In our study, pixel-level SD, derived from national forest inventory data, was dynamically integrated into a random forest framework for regional-scale GSV estimation. This spatially explicit modeling strategy overcomes the limitations of generalized allometric models and effectively mitigates the mixed-pixel effects commonly encountered in remote sensing imagery, where forest and non-forest land covers coexist within a single pixel [55]. By incorporating SD, the model suppresses spectral interference from non-forest elements such as shrubs, grasslands, or bare ground, thereby improving the reliability of volume estimates. Moreover, the inclusion of SD enables the model to capture structural dynamics such as the self-thinning process observed in natural forest development, where stand density typically decreases with forest age while average biomass per tree increases [56,57,58]. Accounting for these age-related variations enhances the ecological realism of the model and contributes to improved estimation performance. As demonstrated in Table 5, this approach yielded a substantial gain in predictive accuracy, with the R² increasing from 0.565 to 0.727. These results reinforce the dual role of SD—as both a structural descriptor and a critical explanatory variable—in enhancing model performance for large-scale forest stock assessments.

6. Conclusions

The GSV estimation model developed in this study, which incorporates stand density, demonstrated satisfactory accuracy when applied to Kunming City. The key findings are as follows:

(1)

The total GSV in Kunming was estimated at 1.01 × 10⁸ m³. Validation against national forest inventory data confirmed the reliability of the results (R² = 0.727);

(2)

The integration of stand density into the GSV estimation model significantly improved overall accuracy. Specifically, it elevated R² from 0.565 to 0.727 and notably reduced the RMSE and MAE values. This result highlights the critical role of stand density as an explanatory variable, particularly in heterogeneous forest environments, and supports its inclusion to enhance model robustness at large scales;

(3)

Spatial analyses at both the species and administrative levels revealed significant heterogeneity in GSV distribution. This study provides a novel technical approach for supporting national forest inventory efforts and offers a cost-effective, efficient, and accurate method for regional GSV estimation. It also provides valuable decision-making support for forest resource management in Kunming City.

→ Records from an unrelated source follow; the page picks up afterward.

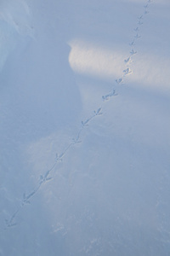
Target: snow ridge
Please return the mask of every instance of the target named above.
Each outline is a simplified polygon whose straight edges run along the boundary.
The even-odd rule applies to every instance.
[[[131,68],[131,63],[133,61],[133,56],[138,53],[138,51],[135,49],[135,46],[137,44],[137,41],[141,38],[141,35],[139,33],[140,32],[140,27],[144,24],[144,16],[149,14],[149,8],[150,3],[152,3],[152,0],[147,0],[146,3],[144,5],[142,15],[139,15],[137,19],[137,25],[135,28],[133,29],[134,31],[134,36],[133,38],[132,42],[129,43],[129,45],[131,46],[129,55],[128,57],[124,59],[124,63],[125,63],[125,68],[122,70],[122,74],[121,77],[117,78],[115,80],[115,85],[121,85],[122,84],[124,83],[124,80],[126,79],[126,76],[133,74],[133,70]],[[21,199],[21,202],[20,207],[18,207],[17,210],[11,215],[11,217],[8,219],[5,219],[5,229],[7,228],[11,228],[13,226],[15,226],[17,224],[16,222],[16,217],[19,214],[19,212],[22,210],[22,208],[31,203],[31,200],[32,200],[33,196],[38,192],[40,188],[44,185],[47,182],[52,180],[54,177],[52,175],[52,172],[56,172],[54,171],[54,168],[57,166],[57,164],[60,161],[63,161],[64,158],[66,155],[66,153],[71,150],[74,145],[77,143],[81,143],[81,134],[82,131],[89,125],[90,122],[95,119],[98,116],[102,115],[102,104],[105,104],[105,102],[110,100],[111,97],[117,96],[117,93],[116,91],[115,87],[106,95],[102,96],[102,102],[101,106],[98,108],[97,110],[94,110],[93,114],[88,117],[87,119],[82,120],[81,124],[81,128],[76,133],[76,136],[72,138],[71,143],[69,143],[67,148],[65,148],[65,150],[58,154],[56,153],[55,160],[52,166],[52,167],[48,170],[44,174],[42,174],[39,177],[39,181],[37,184],[37,186],[32,189],[31,192],[30,192],[28,195],[26,193],[23,194],[23,197]]]

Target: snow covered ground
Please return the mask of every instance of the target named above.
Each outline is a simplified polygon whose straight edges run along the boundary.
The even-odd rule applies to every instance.
[[[0,0],[0,255],[169,256],[169,0]]]

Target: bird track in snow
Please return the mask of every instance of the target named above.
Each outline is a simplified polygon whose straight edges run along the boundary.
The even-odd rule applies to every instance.
[[[133,57],[134,55],[136,55],[138,52],[136,49],[134,49],[134,46],[136,45],[136,42],[138,39],[141,38],[140,35],[139,35],[139,32],[140,31],[140,26],[144,24],[144,15],[149,14],[149,7],[150,3],[152,3],[152,0],[147,0],[146,4],[144,5],[144,11],[143,14],[137,18],[137,26],[133,29],[135,32],[135,35],[133,38],[133,41],[129,44],[129,45],[132,47],[129,53],[130,55],[124,59],[124,63],[126,64],[125,69],[122,70],[122,76],[120,78],[117,78],[115,82],[117,84],[121,84],[124,81],[124,77],[127,75],[132,74],[133,70],[130,69],[129,65],[133,61]],[[116,90],[113,88],[112,90],[105,95],[102,96],[102,101],[105,102],[105,101],[110,100],[111,97],[117,96],[118,94],[116,92]],[[48,170],[44,174],[40,175],[39,181],[37,182],[37,186],[34,189],[32,189],[31,192],[30,192],[28,195],[26,193],[23,193],[23,197],[20,202],[20,205],[18,207],[17,210],[11,215],[11,217],[8,219],[5,219],[5,227],[6,228],[11,228],[17,225],[17,222],[15,221],[17,215],[21,211],[21,209],[27,204],[31,203],[31,200],[33,198],[33,196],[36,195],[36,194],[38,192],[40,188],[45,184],[47,182],[51,181],[54,177],[51,175],[52,171],[54,170],[54,168],[57,166],[57,164],[63,160],[64,157],[65,156],[66,153],[72,148],[74,145],[77,143],[81,143],[81,134],[82,131],[89,125],[90,122],[96,118],[97,116],[102,115],[102,108],[99,108],[97,110],[94,110],[93,112],[93,114],[88,117],[86,120],[82,121],[82,127],[76,133],[76,137],[72,138],[72,141],[69,143],[69,145],[65,148],[65,149],[61,154],[56,153],[56,157],[54,160],[54,164],[52,165],[52,167]]]

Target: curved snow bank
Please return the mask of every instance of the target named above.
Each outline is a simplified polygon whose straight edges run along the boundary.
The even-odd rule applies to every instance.
[[[80,74],[114,80],[125,72],[126,51],[108,49],[82,40],[70,43],[71,51],[69,56],[72,70]],[[132,61],[132,63],[131,63]],[[154,90],[169,90],[168,58],[156,56],[150,53],[140,54],[129,61],[130,82],[141,82],[143,85]]]

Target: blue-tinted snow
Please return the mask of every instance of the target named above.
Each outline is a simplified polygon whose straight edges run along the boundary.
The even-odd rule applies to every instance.
[[[169,255],[169,8],[0,2],[0,255]]]

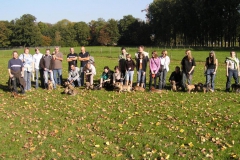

Although key variables were identified through feature importance analysis, further optimization of the feature selection process remains warranted. Future studies may incorporate methods such as L1 regularization or principal component analysis (PCA) to mitigate the effects of multicollinearity. With ongoing advancements in remote sensing and phenological observation technologies, the use of high-resolution time-series data is expected to further enhance model performance. In addition, to address error accumulation in GSV estimation, greater emphasis should be placed on data quality control and model parameter optimization to reduce the influence of uncertainty on final outcomes.